From Wikipedia, the free encyclopedia

This is an old revision of this page, as edited by 76.119.30.87 (talk) at 00:21, 11 February 2015 (→‎"skip deltas" variant in Subversion: new section). The present address (URL) is a permanent link to this revision, which may differ significantly from the current revision.

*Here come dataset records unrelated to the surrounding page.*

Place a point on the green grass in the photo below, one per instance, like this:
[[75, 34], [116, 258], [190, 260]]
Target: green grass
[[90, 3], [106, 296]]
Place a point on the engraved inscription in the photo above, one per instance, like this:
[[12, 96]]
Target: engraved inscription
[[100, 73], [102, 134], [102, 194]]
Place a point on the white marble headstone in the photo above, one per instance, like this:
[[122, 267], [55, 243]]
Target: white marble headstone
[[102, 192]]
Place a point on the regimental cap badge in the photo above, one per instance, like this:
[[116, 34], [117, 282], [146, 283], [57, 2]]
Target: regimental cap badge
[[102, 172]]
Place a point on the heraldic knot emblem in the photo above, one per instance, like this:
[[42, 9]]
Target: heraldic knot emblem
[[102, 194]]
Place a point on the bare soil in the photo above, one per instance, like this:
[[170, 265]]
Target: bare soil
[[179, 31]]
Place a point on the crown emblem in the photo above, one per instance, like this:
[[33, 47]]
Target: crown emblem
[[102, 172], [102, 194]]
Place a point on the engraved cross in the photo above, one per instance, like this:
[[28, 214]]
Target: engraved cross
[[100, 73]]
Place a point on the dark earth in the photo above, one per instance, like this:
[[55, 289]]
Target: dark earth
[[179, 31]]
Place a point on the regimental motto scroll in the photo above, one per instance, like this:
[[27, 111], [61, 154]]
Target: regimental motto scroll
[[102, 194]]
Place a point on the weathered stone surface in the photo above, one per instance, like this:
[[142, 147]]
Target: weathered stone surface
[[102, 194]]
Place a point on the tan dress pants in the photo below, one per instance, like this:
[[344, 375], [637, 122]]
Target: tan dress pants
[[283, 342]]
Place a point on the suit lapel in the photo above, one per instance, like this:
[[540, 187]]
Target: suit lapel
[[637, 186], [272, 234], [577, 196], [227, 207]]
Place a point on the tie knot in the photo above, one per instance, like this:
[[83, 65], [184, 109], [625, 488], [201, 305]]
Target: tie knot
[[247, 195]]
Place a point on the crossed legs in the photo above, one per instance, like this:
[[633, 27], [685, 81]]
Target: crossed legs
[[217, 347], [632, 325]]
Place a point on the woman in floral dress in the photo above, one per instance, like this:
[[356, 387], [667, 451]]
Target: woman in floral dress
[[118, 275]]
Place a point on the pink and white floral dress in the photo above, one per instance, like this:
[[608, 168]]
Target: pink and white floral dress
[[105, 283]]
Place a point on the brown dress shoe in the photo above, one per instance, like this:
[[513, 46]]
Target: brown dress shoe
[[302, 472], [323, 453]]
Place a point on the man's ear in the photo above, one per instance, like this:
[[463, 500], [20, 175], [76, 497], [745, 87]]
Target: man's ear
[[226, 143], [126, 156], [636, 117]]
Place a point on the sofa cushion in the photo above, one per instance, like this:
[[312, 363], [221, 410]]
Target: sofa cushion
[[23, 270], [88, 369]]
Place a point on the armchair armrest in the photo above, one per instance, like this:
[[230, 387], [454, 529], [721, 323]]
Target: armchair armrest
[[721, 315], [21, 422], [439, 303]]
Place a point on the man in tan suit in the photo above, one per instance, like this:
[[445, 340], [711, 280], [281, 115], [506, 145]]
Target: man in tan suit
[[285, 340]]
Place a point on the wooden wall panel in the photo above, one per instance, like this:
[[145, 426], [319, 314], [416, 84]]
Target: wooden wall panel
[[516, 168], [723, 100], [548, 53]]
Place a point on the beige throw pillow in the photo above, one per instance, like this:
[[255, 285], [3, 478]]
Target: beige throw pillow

WikiProject iconComputing Start‑class
WikiProject iconThis article is within the scope of WikiProject Computing, a collaborative effort to improve the coverage of computers, computing, and information technology on Wikipedia. If you would like to participate, please visit the project page, where you can join the discussion and see a list of open tasks.
StartThis article has been rated as Start-class on Wikipedia's content assessment scale.
???This article has not yet received a rating on the project's importance scale.

C code is wrong

I think the C code is not correct

You are correct.
If you run the example in the text trough this algorightm (2, 4, 6, 9, 7), the encoded becomes:
2, 2, 4, 5, 2
The decode then becomes:
2, 4, 8, 13, 15
The decoder is correct (checked with encoded data 2, 2, 2, 3, -2):
2, 4, 6, 9, 7 (which is the right awnser).
I will correct the encoder after I add this comment. ShadowLord 09:14, 7 Apr 2005 (UTC)
The C code is utter rubbish. Delta encoding requires solving the longest common substring problem. Many approximate solutions exist, but exact solution requires O(n**2) operations. — Preceding unsigned comment added by 107.16.107.127 (talk) 22:57, 24 April 2013 (UTC)[reply]

Sample Java code

The following Java code performs a simple form of delta encoding and decoding:

public class Delta {
	public static int[] deltaEncode(int[] buffer) {
		int original, delta = 0;
		for (int i = 0; i < buffer.length; ++i) {
			original = buffer[i];
			buffer[i] -= delta;
			delta = original;
		}
		return buffer;
	}

	public static int[] deltaDecode(int[] buffer) {
		int delta = 0;
		for (int i = 0; i < buffer.length; ++i) {
			buffer[i] += delta;
			delta = buffer[i];
		}
		return buffer;
	}

	public static void main(String[] args) {
		int[] buffer = { 2, 4, 6, 9, 7 };
		buffer = deltaEncode(buffer);
		for (int c : buffer) {
			System.out.print(c + " ");
		}
		System.out.println();

		buffer = deltaDecode(buffer);
		for (int c : buffer) {
			System.out.print(c + " ");
		}
	}
}

Generalisation of delta encoding

Could this article be expanded to a more general view of delta encoding as encoding only the differences between things? A mention of diff and similar might be quite good. porges 09:38, Apr 7, 2005 (UTC)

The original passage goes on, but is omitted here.